Sejak berkurun lamanya, nasionalisme telah menghilangkan keprihatinan
umat terhadap satu sama lain sehingga kaum Muslimin menjadi lemah. Padahal umat
Islam di mana pun mereka berada, pada hakikatnya adalah saudara seakidah yang
wajib di ambil peduli dan dibela nasib mereka. Sebut saja tentang Muslim Uighur
yang kini mengalami penyiksaan di kamp konsentrasi.
Namun, menyoroti kabar dari salah satu situs media online bahwa Putra
Mahkota Arab Saudi Muhammad bin Salman mendukung pembangunan kamp konsentrasi
untuk Muslim Uighur. Dia mengatakan bahwa tindakan Cina itu dapat dibenarkan.
“Cina memiliki hak untuk melakukan pekerjaan anti-terorisme dan ekstremisme
untuk keamanan nasionalnya,” kata Bin Salman, yang telah berada di China
menandatangani banyak kesepakatan dagang pada Jumat (22/02/2019).

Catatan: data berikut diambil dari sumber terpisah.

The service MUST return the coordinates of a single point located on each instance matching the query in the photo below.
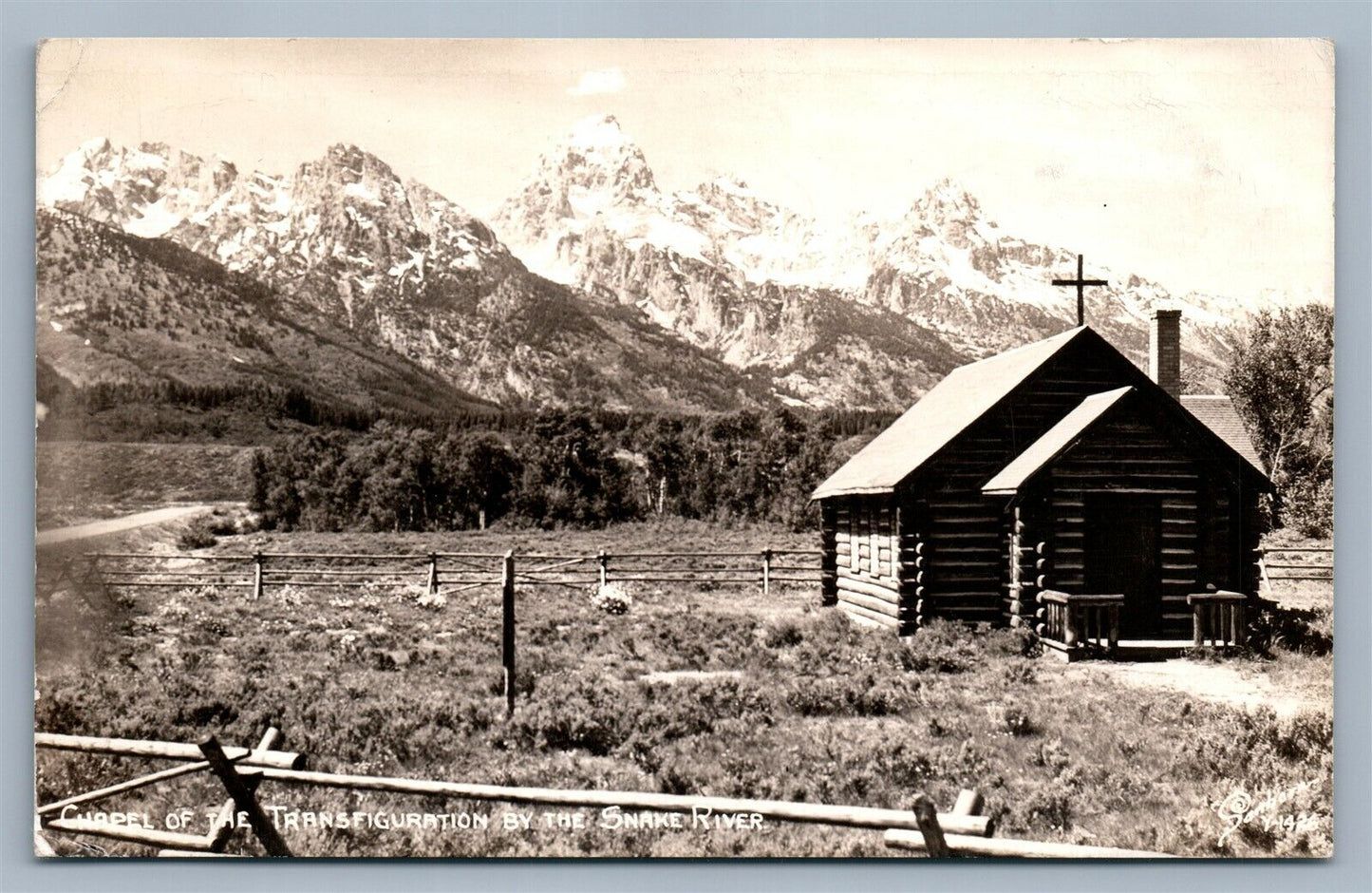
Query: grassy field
(782, 700)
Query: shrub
(941, 646)
(197, 534)
(573, 711)
(1305, 631)
(857, 694)
(782, 633)
(613, 598)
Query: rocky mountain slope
(400, 268)
(721, 265)
(118, 309)
(632, 296)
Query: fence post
(222, 827)
(242, 793)
(508, 630)
(928, 821)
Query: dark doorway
(1122, 534)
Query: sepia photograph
(672, 448)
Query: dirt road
(117, 524)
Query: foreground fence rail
(962, 831)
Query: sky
(1205, 164)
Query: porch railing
(1217, 618)
(1081, 621)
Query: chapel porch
(1087, 626)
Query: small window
(853, 541)
(874, 540)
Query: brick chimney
(1165, 350)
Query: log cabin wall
(967, 532)
(828, 552)
(867, 561)
(1128, 454)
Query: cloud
(603, 81)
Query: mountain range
(591, 284)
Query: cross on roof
(1081, 284)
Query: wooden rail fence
(438, 572)
(962, 831)
(1317, 565)
(441, 574)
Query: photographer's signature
(1241, 808)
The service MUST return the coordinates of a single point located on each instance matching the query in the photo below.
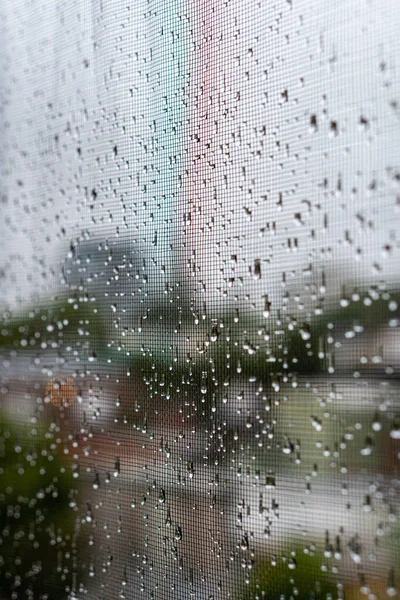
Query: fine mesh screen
(199, 348)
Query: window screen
(199, 269)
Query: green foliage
(36, 521)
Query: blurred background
(199, 347)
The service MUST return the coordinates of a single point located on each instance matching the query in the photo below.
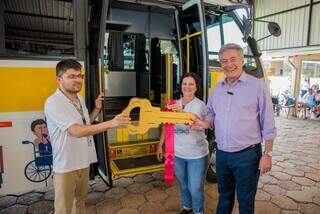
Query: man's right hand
(120, 120)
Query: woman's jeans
(238, 172)
(190, 174)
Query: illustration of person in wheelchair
(40, 168)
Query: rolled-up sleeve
(266, 114)
(58, 116)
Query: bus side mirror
(253, 46)
(274, 29)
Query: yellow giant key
(152, 117)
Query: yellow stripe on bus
(26, 88)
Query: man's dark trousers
(238, 171)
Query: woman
(191, 148)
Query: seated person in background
(39, 129)
(308, 101)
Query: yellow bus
(128, 49)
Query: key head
(146, 115)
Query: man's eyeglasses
(73, 76)
(232, 60)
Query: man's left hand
(98, 102)
(265, 164)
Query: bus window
(128, 51)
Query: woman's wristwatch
(269, 153)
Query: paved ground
(292, 187)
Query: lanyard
(80, 111)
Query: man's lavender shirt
(242, 117)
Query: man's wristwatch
(269, 153)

Tercacat hingga kini, bahwa Cina telah menahan sekitar satu juta Muslim
Uighur di kamp konsentrasi, tempat mereka menjalani program pendidikan ulang
yang diklaim sebagai perang melawan ekstremisme. Padahal,Uighur adalah kelompok
etnis Turki yang mempraktikkan Islam dan tinggal di Cina Barat dan sebagian
Asia Tengah. Beijing menuduh minoritas di wilayah Xinjiang Barat itu mendukung
terorisme tanpa ada bukti yang jelas. Kelompok-kelompok Uighur telah meminta
pangeran muda Saudi yang kuat untuk mengangkat perjuangan mereka, karena
kerajaan ultrakonservatif secara tradisional menjadi pembela hak-hak Muslim di
seluruh dunia. Namun para pemimpin Muslim sejauh ini tidak membahas krisis Uighur
dengan Cina dan lebih bersikap cuek dan tidak menanggapi. Karena dalam beberapa
tahun terakhir ini, Cina menjadi mitra dagang penting bagi Timur Tengah. Ada
empat sektor utama investasi Cina di Arab Saudi pada tahun 2016. Sektor pertama
yakni pada bahan kimia. Total investasi Cina mencapai 120 juta dolar AS.
Kemudian, Cina juga berinvestasi di sektor transportasi. Jumlah investasinya
mencapai 180 juta dolar AS. Jumlah yang cukup fantastis dan menggiurkan.